Saturday, February 15, 2020

About You

Time, Delayed Gratification, and Demonstrable Value Creation. 15 years. Half of what you earn. Reinvesting Real Return. There is nothing sexy or clever about my prescription for how to create Capital that can work for you, so that you can make choices that aren't constrained by money. It doesn't even solve the "Catalyst Question", which is harder. How do you get an income?

I grew up in Apartheid South Africa. Many of the foundational stories I heard came from the hard times in the Bible, and the frontier stories of self-sacrifice (like Rachel De Beer and Wolraad Woltemade). No get rich quick schemes to solve problems. Time and hard work.

If someone promises you Financial Freedom in a few months, you are probably the product. Be careful when the music stops. I know my two cents sounds like a wet blanket. It often is. When people have a good few months, or a good year, I am probably not the best person to celebrate with. I am interested in good decades. In underlying sustainability. In what is going on beneath the surface, and does it have the capacity to carry on carrying on.

Rather than a clever idea or thinking outside the box, my own approach was to lean into my Privilege. I was good at maths and exams. STEM subjects provide barriers to entry because the jobs they create require the time (and money) investment. Open secrets. I did a Business Science degree in Actuarial Science because not many people could, and it paid dependably well. I also did it because an Insurance Company was prepared to fit the bill in exchange for working for them afterwards. I followed up that degree with professional qualifications. A profession is a ticket to a set of skills others can't just say they have. A barrier to entry. The definition of in-the-box thinking.

I really can't provide great advice to people who aren't on a similar path (e.g. studying Actuarial Science, or another high paid profession). Starting small businesses is hard, and the Corporate World and regulations are biased towards the big players. LinkedIn (networking), Amazon (logistics), and other platforms (Uber, AirBnB etc.) are providing interesting new angles, but I still think it boils down to developing Skills and Knowledge that solve problems. It is true that you don't need University to develop real skills and knowledge that solve problems people are will to pay for.

Whatever that source of income is, then the steps I mention do kick in. Time, Delayed Gratification, and Demonstrable Value Creation. For me, I invested a significant portion of what I earned for a long period of time in businesses that were creating real value. Nothing clever. Because of Equity Funds and Stock Markets, the public can get their money jobs in the way individuals struggle (your money doesn't need a CV).
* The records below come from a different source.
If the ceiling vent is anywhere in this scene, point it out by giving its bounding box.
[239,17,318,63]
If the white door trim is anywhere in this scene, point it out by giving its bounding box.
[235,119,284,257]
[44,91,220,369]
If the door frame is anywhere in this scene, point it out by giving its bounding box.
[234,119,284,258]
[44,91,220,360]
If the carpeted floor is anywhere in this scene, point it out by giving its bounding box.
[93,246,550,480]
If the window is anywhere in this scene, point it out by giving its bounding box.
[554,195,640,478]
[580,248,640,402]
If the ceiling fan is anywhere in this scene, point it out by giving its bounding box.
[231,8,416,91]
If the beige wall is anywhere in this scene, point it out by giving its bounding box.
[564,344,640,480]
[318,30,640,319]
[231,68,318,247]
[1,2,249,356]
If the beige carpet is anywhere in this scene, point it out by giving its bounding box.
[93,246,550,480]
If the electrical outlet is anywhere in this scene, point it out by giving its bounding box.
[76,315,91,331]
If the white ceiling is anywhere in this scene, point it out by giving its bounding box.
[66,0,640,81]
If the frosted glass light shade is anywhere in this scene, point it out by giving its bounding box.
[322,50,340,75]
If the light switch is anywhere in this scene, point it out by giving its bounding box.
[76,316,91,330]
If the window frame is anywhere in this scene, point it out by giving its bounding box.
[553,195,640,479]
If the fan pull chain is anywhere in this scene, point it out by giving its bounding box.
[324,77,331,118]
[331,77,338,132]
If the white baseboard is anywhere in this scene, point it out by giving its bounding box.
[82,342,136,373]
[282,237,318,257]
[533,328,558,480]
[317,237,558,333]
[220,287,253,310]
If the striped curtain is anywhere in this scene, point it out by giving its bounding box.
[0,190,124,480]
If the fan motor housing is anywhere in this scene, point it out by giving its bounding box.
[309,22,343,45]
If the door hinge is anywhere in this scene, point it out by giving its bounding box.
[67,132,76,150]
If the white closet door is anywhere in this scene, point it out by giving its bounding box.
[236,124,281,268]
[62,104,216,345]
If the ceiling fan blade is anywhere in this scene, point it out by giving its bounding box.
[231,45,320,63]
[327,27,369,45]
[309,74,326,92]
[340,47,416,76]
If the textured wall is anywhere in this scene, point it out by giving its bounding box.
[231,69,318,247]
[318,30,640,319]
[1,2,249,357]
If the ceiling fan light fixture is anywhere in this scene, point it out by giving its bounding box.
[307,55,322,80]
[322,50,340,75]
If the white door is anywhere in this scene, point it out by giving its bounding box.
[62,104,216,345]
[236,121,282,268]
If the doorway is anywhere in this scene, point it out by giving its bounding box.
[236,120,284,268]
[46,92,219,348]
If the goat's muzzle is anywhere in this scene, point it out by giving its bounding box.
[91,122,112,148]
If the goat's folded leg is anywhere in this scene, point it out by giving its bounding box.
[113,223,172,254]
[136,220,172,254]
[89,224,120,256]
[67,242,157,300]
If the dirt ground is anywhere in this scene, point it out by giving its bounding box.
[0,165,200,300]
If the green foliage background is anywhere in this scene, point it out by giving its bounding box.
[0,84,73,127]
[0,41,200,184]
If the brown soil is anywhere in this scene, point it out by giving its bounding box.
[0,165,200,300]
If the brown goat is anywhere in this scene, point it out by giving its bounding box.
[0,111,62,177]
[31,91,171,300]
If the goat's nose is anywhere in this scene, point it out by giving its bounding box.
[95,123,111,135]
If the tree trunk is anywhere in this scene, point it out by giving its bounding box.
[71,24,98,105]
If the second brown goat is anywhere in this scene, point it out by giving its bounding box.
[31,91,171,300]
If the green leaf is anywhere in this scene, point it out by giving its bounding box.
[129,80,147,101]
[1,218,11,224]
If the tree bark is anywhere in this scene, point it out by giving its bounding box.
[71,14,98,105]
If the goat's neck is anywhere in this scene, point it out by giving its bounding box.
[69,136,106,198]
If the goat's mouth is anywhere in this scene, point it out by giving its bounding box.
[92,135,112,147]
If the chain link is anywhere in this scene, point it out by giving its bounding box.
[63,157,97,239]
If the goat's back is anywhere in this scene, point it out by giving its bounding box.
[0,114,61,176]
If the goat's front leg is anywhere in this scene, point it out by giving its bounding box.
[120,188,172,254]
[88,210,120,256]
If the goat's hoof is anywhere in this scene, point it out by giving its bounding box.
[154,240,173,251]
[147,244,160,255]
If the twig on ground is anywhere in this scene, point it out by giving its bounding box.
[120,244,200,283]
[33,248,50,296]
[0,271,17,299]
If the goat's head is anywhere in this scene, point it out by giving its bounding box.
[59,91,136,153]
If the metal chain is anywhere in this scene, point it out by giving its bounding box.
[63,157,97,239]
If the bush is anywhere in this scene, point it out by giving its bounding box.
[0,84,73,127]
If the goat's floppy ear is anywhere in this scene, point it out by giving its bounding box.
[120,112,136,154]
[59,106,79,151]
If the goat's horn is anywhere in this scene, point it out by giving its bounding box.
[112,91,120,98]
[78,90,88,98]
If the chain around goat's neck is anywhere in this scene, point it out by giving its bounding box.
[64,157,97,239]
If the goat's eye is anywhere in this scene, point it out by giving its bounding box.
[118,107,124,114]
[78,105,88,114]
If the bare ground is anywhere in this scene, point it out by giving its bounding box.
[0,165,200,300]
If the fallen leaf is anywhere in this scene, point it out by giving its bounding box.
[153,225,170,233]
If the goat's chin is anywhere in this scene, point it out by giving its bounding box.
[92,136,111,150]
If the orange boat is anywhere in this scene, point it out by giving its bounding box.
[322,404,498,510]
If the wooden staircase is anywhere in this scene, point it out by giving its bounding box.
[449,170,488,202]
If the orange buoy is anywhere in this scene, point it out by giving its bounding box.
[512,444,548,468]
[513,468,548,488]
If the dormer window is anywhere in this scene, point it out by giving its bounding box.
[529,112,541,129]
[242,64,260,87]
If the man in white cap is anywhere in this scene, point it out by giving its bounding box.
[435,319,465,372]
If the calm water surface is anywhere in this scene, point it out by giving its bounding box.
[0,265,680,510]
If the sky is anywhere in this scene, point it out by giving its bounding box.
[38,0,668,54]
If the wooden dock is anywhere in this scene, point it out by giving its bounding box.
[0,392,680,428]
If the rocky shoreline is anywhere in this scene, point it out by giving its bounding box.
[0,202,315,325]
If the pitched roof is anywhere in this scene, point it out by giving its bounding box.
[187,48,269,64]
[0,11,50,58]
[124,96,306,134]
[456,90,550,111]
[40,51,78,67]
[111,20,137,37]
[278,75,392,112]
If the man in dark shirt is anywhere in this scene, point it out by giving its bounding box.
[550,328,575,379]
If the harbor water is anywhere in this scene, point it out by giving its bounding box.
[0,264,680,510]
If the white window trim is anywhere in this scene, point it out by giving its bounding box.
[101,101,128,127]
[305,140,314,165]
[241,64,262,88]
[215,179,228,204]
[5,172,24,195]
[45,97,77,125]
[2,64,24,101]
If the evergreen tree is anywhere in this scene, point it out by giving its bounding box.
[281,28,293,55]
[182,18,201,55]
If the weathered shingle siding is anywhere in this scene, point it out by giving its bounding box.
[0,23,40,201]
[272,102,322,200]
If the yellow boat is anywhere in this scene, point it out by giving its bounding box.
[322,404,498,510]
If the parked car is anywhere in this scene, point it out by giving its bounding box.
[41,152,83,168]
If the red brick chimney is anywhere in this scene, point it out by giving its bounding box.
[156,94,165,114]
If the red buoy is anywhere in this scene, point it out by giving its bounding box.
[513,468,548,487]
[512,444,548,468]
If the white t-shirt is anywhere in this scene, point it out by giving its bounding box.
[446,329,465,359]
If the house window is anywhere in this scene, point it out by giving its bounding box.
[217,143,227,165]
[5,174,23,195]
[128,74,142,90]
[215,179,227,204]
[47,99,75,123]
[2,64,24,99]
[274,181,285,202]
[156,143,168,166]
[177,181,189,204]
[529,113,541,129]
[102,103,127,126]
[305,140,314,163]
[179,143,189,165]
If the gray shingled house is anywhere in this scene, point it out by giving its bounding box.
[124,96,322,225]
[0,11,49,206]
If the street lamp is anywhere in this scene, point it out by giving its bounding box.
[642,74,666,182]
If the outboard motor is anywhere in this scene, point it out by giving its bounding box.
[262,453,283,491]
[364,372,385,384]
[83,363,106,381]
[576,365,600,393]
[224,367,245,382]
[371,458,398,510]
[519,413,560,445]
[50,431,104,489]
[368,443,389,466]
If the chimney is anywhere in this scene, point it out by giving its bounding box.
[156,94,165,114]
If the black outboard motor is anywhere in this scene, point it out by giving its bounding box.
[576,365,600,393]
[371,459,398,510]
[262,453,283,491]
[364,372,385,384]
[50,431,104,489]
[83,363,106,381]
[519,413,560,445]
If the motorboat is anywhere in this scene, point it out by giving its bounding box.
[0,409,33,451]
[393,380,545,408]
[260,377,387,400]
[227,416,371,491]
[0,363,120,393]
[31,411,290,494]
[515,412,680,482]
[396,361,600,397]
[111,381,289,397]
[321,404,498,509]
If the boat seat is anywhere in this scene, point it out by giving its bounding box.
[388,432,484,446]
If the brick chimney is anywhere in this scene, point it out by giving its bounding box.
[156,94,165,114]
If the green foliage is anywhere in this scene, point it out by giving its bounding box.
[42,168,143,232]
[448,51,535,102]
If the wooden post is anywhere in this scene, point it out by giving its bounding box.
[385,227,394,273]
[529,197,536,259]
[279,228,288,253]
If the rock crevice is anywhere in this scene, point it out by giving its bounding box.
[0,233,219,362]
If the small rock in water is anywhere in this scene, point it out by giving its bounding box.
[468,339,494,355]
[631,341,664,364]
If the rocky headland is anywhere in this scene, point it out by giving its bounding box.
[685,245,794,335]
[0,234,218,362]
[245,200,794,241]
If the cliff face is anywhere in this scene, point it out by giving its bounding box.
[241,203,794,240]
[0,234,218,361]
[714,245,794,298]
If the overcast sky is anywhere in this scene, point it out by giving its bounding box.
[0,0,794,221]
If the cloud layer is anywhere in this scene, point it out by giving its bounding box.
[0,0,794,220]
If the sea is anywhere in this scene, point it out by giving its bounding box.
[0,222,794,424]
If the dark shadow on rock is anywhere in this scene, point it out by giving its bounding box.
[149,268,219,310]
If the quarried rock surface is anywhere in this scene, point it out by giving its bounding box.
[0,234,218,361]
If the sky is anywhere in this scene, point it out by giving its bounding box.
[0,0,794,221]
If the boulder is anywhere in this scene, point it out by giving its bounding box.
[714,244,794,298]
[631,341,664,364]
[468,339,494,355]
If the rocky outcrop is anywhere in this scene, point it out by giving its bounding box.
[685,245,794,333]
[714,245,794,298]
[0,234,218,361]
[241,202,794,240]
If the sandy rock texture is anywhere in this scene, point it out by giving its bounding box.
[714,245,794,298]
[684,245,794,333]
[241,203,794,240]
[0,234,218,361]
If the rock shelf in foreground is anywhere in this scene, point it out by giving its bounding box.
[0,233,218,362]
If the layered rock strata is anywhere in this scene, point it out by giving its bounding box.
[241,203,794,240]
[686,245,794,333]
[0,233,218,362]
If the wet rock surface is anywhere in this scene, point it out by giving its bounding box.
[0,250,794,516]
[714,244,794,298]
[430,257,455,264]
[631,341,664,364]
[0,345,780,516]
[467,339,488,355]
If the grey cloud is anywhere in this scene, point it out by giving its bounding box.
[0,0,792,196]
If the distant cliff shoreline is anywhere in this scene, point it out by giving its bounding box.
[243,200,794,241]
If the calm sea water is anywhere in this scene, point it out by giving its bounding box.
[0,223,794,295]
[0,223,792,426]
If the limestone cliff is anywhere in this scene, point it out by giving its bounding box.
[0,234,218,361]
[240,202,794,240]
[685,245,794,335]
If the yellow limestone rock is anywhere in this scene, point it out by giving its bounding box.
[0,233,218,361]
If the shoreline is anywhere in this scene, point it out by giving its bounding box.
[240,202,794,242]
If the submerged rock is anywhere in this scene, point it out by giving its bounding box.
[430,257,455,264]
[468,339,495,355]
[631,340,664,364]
A dollar from me, from you, your plumber, or from Bill Gates is all exactly the same. Our skills and knowledge no longer matter.

The whole point of Engine building is that it doesn't have to be about you. You don't have to be constrained by the cards you are dealt. Except we are. Until we build the Capital to release us, our stories will be all about us.

There is a whole world beyond that. A world beyond people being productive assets.